A sinalização começou a ser colocada assim que a gente chegou. Bandeirinhas vermelhas indicavam a rota. Logo caiu o aguaceiro. As laterais de algumas barracas precisaram ser tombadas para escorrer a água acumulada. Gentes munidas de enxadões improvisavam sulcos para escoar a água que as invadia.

A expectativa era a presença de Lula. Dizia-se que ele chegaria  ao local antes das 11 horas. Mas chegou por volta das 14 horas. Desde cedo, fotógrafos e cinegrafistas ficaram no chiqueirinho, na entrada de um enorme pátio. Nos disseram que a comitiva de Lula e Requião passaria em frente. Eles visitariam a barraca de produtos cultivados e produzidos pelo Movimento dos Trabalhadores Rurais Sem Terra (MST).

O chiqueirinho de fora era a céu aberto. Por causa da chuva, nos transferiram para o fundo da barraca. Apesar do improviso, a mudança melhorou nossa posição. Ideal para fotografar quem adentrava. Lula e comitiva iriam ver os produtos. Aquelas demonstrações de praxe. Uma autoridade ouvindo sobre o que se planta e o que se produz numa região.
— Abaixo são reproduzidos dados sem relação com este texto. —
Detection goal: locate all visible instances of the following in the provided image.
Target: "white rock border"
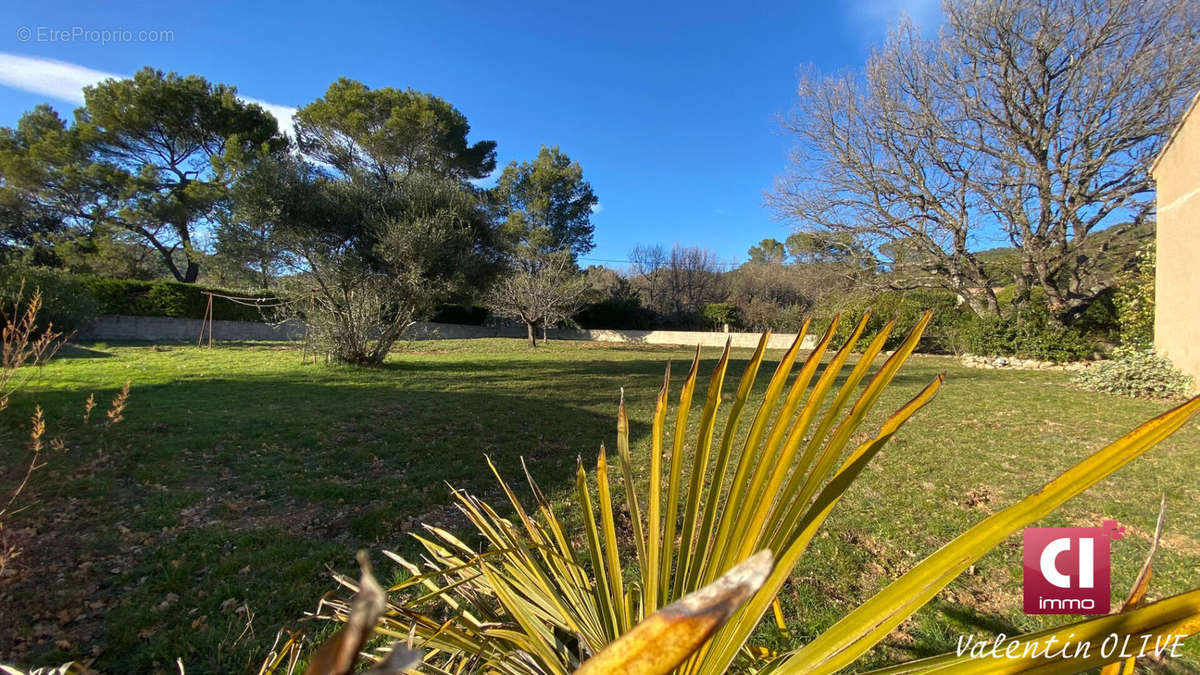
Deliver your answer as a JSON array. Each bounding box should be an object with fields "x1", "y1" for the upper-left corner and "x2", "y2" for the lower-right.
[{"x1": 959, "y1": 353, "x2": 1094, "y2": 371}]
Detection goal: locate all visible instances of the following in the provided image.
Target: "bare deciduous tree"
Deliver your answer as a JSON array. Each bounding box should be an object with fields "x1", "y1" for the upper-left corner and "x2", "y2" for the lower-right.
[
  {"x1": 665, "y1": 245, "x2": 725, "y2": 316},
  {"x1": 628, "y1": 244, "x2": 726, "y2": 319},
  {"x1": 772, "y1": 0, "x2": 1200, "y2": 321},
  {"x1": 486, "y1": 251, "x2": 589, "y2": 346},
  {"x1": 629, "y1": 244, "x2": 668, "y2": 312}
]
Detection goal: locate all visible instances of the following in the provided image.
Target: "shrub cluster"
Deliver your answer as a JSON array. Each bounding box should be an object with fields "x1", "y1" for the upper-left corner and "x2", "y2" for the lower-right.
[
  {"x1": 816, "y1": 289, "x2": 969, "y2": 354},
  {"x1": 77, "y1": 278, "x2": 276, "y2": 322},
  {"x1": 574, "y1": 297, "x2": 656, "y2": 330},
  {"x1": 428, "y1": 304, "x2": 489, "y2": 326},
  {"x1": 1072, "y1": 346, "x2": 1191, "y2": 399},
  {"x1": 0, "y1": 268, "x2": 279, "y2": 329},
  {"x1": 800, "y1": 286, "x2": 1114, "y2": 362},
  {"x1": 953, "y1": 306, "x2": 1095, "y2": 363},
  {"x1": 0, "y1": 267, "x2": 99, "y2": 333},
  {"x1": 1113, "y1": 244, "x2": 1155, "y2": 348}
]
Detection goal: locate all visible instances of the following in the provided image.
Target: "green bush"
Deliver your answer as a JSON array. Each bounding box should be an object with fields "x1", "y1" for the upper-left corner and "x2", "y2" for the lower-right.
[
  {"x1": 768, "y1": 304, "x2": 808, "y2": 334},
  {"x1": 1114, "y1": 244, "x2": 1155, "y2": 348},
  {"x1": 429, "y1": 304, "x2": 489, "y2": 326},
  {"x1": 989, "y1": 284, "x2": 1118, "y2": 348},
  {"x1": 701, "y1": 302, "x2": 739, "y2": 330},
  {"x1": 1069, "y1": 287, "x2": 1119, "y2": 342},
  {"x1": 0, "y1": 266, "x2": 99, "y2": 333},
  {"x1": 1072, "y1": 346, "x2": 1191, "y2": 398},
  {"x1": 953, "y1": 304, "x2": 1094, "y2": 362},
  {"x1": 574, "y1": 297, "x2": 656, "y2": 330},
  {"x1": 819, "y1": 289, "x2": 967, "y2": 354},
  {"x1": 77, "y1": 277, "x2": 275, "y2": 322}
]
Com a comitiva veio um batalhão de gente na frente. Inclusive outros fotógrafos, atrapalhando os que ficaram atrás. Lula distribuiu comprimentos. Ouviu explicações e perguntou sobre alguns produtos. André Vargas, ex-deputado que foi ativo nos quadros petistas, estava lá. Virou produtor de pitaia, numa chácara em Ibiporã. Disse que levara uma caixa da fruta ao Lula.

Eu levei um exemplar do livro “Lula – biografia”, de Fernando Morais. Na saída da barraca, pedi a Lula para autografá-lo. Ele mirou o livro, como se fosse afirmar algo. Após alguns segundos disse: “depois eu assino”. Um dos seguranças que o acompanhavam reforçou: “Ele assina, pode ficar tranquilo”.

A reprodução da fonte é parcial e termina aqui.